Yesterday, we decided to explore Kampot by bike and took two of the guest house's courtesy bikes toward Phnom Chanouk, a cave in a mountain with an ancient temple inside. Our ride through the countryside was rather hot, but we were greeted by a thousand hellos as we passed by homes, restaurants and vendors selling various odds and ends.
About an hour into our trip, I managed to communicate (in Khmer!) with a woman to find out whether we were lost or still had a ways up the road to travel. It seemed, she said, we had another 7K to travel until we reached the village entrance to our destination. She was right, and we found ourselves turning off the main road onto a dirt path sweaty (dripping, rather), fatigued and a bit lost.
We cycled a bit up the dirt road to the heart of a village with the cave mountain in view just across the rice fields. When I saw a path I though would lead us to our destination, I took a turn.
We soon ended up teetering through rice paddies, trying our best not to lose our path and fall into the mucky waters. We came to a woman, presumably the paddy's tenant, who told us with a laugh that we had lost our way. Well, at least that's what I thought she said. My Khmer is still very little.
She gave us directions I had trouble following, so we left her confused and teetering on straight for their house where upon we were instructed by yelling kids with waving arms not to continue on further.
By this point we had made a spectacle of ourselves - two crazy foreign ladies trespassing on a village rice paddy, unable to speak Khmer and having lost their way.
The villagers - I'm guessing from the same family gathered around and tried to figure out what to do with us. Finally, a girl about my age hopped onto a moto and had us follow. Along the way she picked up a boy around the age of 18 (her brother?) and they led us up to the mountain near a cave, but unfortunately not the one we had just spent between three and four hours searching for.

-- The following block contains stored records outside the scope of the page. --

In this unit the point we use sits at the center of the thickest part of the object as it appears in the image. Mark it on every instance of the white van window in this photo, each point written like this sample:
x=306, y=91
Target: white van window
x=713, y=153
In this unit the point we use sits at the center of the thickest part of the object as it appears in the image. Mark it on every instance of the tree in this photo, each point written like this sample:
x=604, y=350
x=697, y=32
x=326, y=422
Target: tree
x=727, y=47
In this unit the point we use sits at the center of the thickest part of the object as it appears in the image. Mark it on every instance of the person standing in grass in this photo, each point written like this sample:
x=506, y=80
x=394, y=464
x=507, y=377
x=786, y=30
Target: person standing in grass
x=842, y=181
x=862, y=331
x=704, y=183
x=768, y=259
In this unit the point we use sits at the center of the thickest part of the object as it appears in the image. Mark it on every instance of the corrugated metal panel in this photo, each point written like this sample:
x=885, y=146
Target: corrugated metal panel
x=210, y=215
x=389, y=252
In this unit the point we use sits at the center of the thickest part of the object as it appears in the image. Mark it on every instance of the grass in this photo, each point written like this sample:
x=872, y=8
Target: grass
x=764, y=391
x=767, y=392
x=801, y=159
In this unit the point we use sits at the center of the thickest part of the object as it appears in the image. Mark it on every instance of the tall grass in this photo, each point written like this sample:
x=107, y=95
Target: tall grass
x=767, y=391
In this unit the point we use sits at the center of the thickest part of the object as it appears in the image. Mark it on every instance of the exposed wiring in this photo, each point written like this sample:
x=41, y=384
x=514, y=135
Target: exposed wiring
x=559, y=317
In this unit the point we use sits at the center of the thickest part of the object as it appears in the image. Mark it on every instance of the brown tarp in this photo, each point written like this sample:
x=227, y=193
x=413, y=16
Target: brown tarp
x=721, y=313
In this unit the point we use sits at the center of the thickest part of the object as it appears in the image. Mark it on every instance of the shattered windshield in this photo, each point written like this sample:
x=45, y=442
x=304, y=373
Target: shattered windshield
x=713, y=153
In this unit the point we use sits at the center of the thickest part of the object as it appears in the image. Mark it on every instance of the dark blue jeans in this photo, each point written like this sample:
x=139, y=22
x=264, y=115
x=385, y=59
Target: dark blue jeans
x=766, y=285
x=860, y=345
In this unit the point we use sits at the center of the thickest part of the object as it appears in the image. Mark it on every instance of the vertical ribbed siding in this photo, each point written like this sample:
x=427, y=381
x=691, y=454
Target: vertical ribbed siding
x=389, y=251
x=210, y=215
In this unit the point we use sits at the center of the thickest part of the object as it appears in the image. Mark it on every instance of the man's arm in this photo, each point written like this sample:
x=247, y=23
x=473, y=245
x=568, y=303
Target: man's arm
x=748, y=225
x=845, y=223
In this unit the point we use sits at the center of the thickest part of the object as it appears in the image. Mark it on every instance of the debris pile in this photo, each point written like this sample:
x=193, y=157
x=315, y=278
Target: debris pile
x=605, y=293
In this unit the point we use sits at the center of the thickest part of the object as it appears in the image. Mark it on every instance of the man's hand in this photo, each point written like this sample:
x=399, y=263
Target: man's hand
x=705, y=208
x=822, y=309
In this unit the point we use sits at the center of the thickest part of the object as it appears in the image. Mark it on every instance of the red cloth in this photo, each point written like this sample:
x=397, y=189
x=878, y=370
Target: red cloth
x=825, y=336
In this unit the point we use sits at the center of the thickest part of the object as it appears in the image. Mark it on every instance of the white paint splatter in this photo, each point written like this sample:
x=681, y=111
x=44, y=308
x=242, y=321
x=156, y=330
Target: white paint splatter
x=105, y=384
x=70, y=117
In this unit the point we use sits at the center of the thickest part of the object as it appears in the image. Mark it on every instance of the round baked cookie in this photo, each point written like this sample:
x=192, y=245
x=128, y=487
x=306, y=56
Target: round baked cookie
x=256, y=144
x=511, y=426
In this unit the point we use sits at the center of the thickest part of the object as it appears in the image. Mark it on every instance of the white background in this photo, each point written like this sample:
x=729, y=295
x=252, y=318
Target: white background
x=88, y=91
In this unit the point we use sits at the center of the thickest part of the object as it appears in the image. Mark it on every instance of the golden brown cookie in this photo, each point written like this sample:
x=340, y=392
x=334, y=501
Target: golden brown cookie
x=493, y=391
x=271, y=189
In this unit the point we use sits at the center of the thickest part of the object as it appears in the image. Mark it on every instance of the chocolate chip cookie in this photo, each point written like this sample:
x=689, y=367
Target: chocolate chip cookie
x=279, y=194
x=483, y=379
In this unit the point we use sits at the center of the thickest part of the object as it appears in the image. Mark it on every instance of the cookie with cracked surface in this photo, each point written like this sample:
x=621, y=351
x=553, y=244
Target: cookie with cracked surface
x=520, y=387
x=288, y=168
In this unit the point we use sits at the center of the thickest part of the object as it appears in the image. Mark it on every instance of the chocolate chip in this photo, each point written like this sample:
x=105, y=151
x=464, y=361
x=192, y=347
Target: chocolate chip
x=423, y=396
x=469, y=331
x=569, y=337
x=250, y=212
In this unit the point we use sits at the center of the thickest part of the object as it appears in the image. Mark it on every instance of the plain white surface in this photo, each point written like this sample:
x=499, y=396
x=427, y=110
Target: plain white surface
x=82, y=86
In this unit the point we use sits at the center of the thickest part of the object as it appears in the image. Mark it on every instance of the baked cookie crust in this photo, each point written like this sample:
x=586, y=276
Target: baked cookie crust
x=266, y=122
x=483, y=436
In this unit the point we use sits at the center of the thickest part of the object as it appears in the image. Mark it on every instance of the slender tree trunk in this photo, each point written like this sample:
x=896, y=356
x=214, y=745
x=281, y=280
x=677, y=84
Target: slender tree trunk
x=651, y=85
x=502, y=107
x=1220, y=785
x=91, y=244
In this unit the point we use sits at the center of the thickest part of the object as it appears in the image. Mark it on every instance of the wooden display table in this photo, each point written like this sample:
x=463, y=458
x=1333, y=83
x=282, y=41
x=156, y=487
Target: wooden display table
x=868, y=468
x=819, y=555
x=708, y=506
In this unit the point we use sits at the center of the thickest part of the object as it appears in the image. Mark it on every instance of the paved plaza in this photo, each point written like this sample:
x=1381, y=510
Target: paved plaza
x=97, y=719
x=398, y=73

Grateful for their kindness, we decided the sun had taken a toll on us (I've got sunglasses tan lines to prove it) and needed to head back to Kampot. We wanted to pay the kids for taking on the burden of being two crazy foreigners' tour guides, but once they led us back to the main road, they zipped off without so much as a goodebye.
Luckily, once back on the main road, we hitched a ride on a tuk tuk, that might or might not have intended to take passengers. Either way we made it back to Kampot, amused by our adventure and burnt to a crisp.